YES the title deeds of the common areas should of been handed over to the name of the OMC and also any preferencial advantage. This must of been done by Sept 2011.

What does your buildings insurance cover? just the resi or all 4 units?


----------



## rocksider (10 Oct 2012)

Have a look at the planning permission granted to the developer when permission was granted. It may say that a condition of planning was the transfer of the common areas and the requirement of each new owner to be a member. Also, check your purchase contract.


----------



## paddybarry (11 Oct 2012)

lantus said:


> is the restaurant on the ground floor and the flats directly above as it sounds? If yes then it would be highly unusual if the commercial unitwas not part of the OMC. (owners managment company.)
> 
> Multi developments that include commerical and residential are quite common.
> 
> ...


Thanks for the reply.

Yes, all three residential units are above the restaurant.

The block policy covers all four units with the commercial unit paying a greater slice of premium.

We never received a share certificate nor was there a register of members.  On our returns only the current director and secretary (owners of two of the residential units) are showing up as registered members.

What would we have to do in order to address this?

We intend to seek legal advise in the immediate term with a view to getting our affairs with respect to management company in order and on a sound legal footing going forward.


----------



## paddybarry (11 Oct 2012)

rocksider said:


> Have a look at the planning permission granted to the developer when permission was granted. It may say that a condition of planning was the transfer of the common areas and the requirement of each new owner to be a member. Also, check your purchase contract.


  We have checked the planning permission and there was no mention of an owners management company or conditions relating to same.


----------



## lantus (11 Oct 2012)

paddybarry said:


> We have checked the planning permission and there was no mention of an owners management company or conditions relating to same.


 
OMC details in the planing conditions are not required as far as I understand. They form part of the legal lease contract documents you sign when you buy the house.

You obviously have an OMC because it is on the cro site and you have the articles of association.

If block insurance is being paid for all 4 units then I would be very confident all 4 units are part of the omc.


----------



## paddybarry (11 Oct 2012)

lantus said:


> OMC details in the planing conditions are not required as far as I understand. They form part of the legal lease contract documents you sign when you buy the house.
> 
> You obviously have an OMC because it is on the cro site and you have the articles of association.
> 
> If block insurance is being paid for all 4 units then I would be very confident all 4 units are part of the omc.

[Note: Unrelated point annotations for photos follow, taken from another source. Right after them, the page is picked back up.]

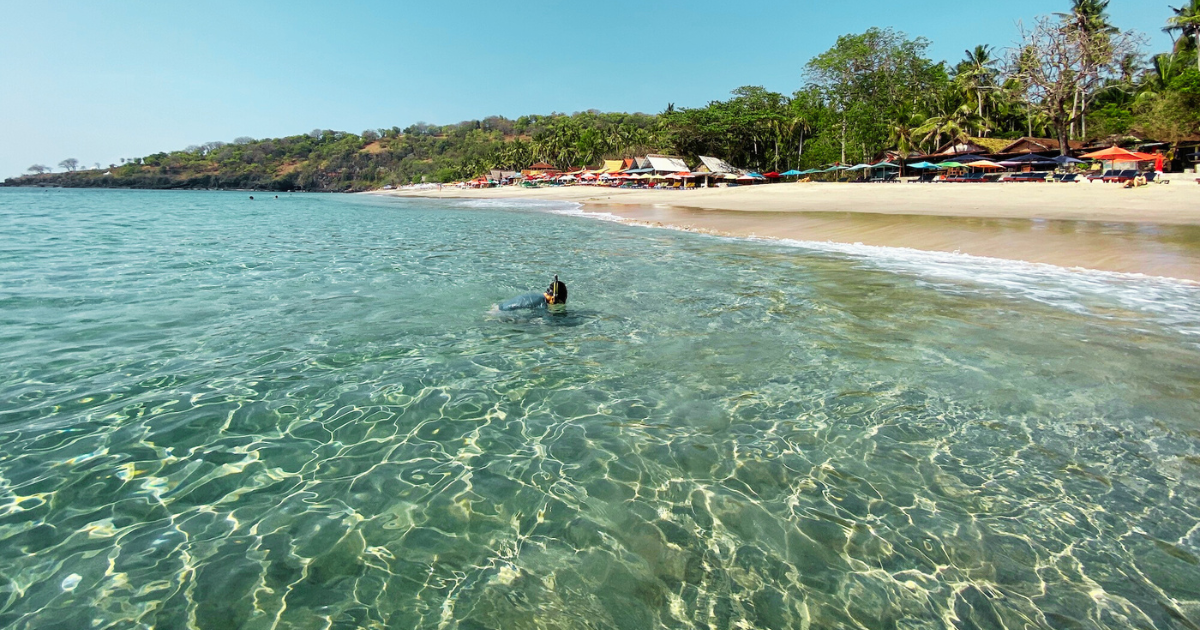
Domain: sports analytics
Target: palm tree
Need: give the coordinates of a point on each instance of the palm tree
(904, 136)
(955, 126)
(1167, 67)
(1090, 18)
(1186, 23)
(977, 75)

Thanks for the reply, much appreciated. 

We have requested a copy of our deeds from our mortgage provider, which will hopefully shed some more light.
Could our share certificate be included here?


----------



## lantus (12 Oct 2012)

paddybarry said:


> Thanks for the reply, much appreciated.
> 
> We have requested a copy of our deeds from our mortgage provider, which will hopefully shed some more light.
> Could our share certificate be included here?


 
Share certificates are typically issued by the OMC. They are essentially a bit of paper saying linking the property owner and address to a share status. As directors you can issue your own share certificates.


----------